The spirit of Vancouverism with its emphasis on a livable urban setting was very much alive, and the site offered a blank canvas for a community that will eventually be home to more than 10,000 people.
“There was a conversation about density and the amenities that the community wanted,” said Beau Jarvis, senior vice-president with Wesgroup Properties LP, which is co-ordinating development on the 126-acre site.
“It was a planning exercise that resulted in a lower amount of townhome product and a larger amount of condominium and multi-family product.”
Demand for family-oriented units at a price below that of the typical detached home means more than 20% of units at River District – as the project is known – are either townhouses or apartments of three or more bedrooms.
Some are within a parcel Polygon Homes acquired from Wesgroup for townhome development, but the majority are within the towers planned for the area.
It’s a different story in Marpole, Jarvis said, where established single-family neighbourhoods required a gentler approach to densification.
“That’s probably where, predominantly, the most new townhome product exists in the city of Vancouver today,” he said.
“You can see there’s demand for it; you can see that developers are willing to build it. There just needs to be more land available for that type of product.”

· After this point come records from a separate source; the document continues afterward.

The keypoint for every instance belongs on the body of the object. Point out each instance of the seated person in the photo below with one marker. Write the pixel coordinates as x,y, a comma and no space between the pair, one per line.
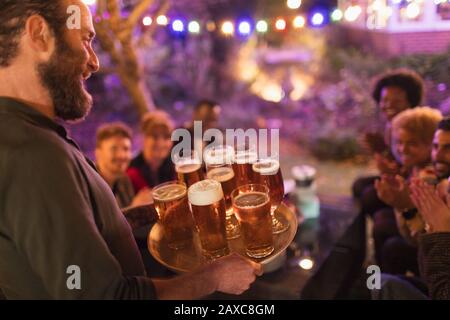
208,112
153,165
434,245
113,156
394,236
394,92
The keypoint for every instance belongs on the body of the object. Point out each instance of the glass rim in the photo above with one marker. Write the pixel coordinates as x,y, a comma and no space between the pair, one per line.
168,183
249,186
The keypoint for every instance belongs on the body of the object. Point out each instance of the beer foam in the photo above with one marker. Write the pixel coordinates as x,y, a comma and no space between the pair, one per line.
188,166
219,156
169,192
221,174
266,167
251,200
246,157
205,192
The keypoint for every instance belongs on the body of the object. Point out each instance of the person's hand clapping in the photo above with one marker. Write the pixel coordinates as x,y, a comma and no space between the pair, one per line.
394,192
434,210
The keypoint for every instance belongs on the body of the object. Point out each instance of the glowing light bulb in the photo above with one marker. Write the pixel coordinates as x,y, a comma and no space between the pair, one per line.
337,15
352,13
306,263
262,26
178,25
299,22
244,28
147,21
280,24
317,19
294,4
227,28
194,27
162,20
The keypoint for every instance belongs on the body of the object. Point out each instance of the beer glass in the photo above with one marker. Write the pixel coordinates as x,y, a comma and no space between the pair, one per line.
174,213
251,204
189,168
244,159
219,161
267,172
208,208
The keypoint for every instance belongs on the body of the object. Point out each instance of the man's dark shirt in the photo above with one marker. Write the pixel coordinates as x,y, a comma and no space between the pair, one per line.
56,212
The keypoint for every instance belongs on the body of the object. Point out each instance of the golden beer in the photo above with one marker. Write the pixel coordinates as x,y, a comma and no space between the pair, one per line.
242,167
268,173
189,172
219,160
252,207
174,213
208,208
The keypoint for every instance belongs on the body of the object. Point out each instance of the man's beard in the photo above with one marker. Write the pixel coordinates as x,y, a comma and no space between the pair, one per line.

Indeed, Canada Mortgage and Housing Corp. reports that Metro Vancouver townhouse starts leapt 35% last year to 3,398, well above the five-year average of 2,525. The growth was second only to apartment starts, and occurred even as duplex construction fell.
The starts reflected strong demand among buyers, who pushed up townhouse prices 20.4% last year – the strongest increase of any housing type in the Real Estate Board of Greater Vancouver database. Meanwhile, Fraser Valley Real Estate Board statistics indicate that townhome prices appreciated 29.5%, more than triple the pace logged in 2015.
Vancouver now seems poised to address homebuyer demand and abet developers’ willingness to build the housing type, hopefully giving homebuyers options closer to the region’s core in the process.
Mayor Gregor Robertson spoke forcefully in support of townhouse development on several occasions in the run-up to a city council meeting last week that considered a staff administrative report that called for housing types to address the city’s affordability crisis.
“The time is right to advance a conversation about how we bring in more affordability and still preserve the essence of [single-family] neighbourhoods,” Robertson told the Urban Land Institute on March 1. “There are design solutions out there that allow density without assembly. Simple things like how we allow duplexes, more infill, townhouses, row houses.”
Staff acknowledge that townhomes have slipped beyond the reach of the average east-side resident and pledge further consultation before making any dramatic plans.
The promise doesn’t surprise Anne McMullin, president and CEO of the Urban Development Institute, which represents the city’s biggest developers. Given that townhouse development makes the most sense in single-family neighbourhoods, she said the city has to hear out the concerns.
“It’s really got to be a partnership between the city and the development industry, and, of course, the communities, because you’ve got to go into the communities that are single-family neighbourhoods,” McMullin said. “If the local neighbourhoods are also demanding more affordability and more housing options for their children, then the only way to do that is to create more housing options.”
She pointed to how community resistance has limited densification in neighbourhoods like Dunbar, a prime example of how developers, the city and local residents need to come together to effect change – if change is what people really want.
McMullin thinks the city report shows that change is desired.
“We are seeing groups that are saying we need more housing options, we need to be moving into the single [family] neighbourhoods,” she said. “How much they’ll be able to do will really be up to the public. Can people who are supportive of this be strong enough and get enough support? That’s really what it comes down to.”
Having regularly criticized the city in the past for addressing how people use properties rather than boosting supply, McMullin hopes the city moves forward with consultation and real change.
“This is a pretty big fundamental change coming from the City of Vancouver,” she said. “I hope it’s not just more talking. I hope it’s a bold step.”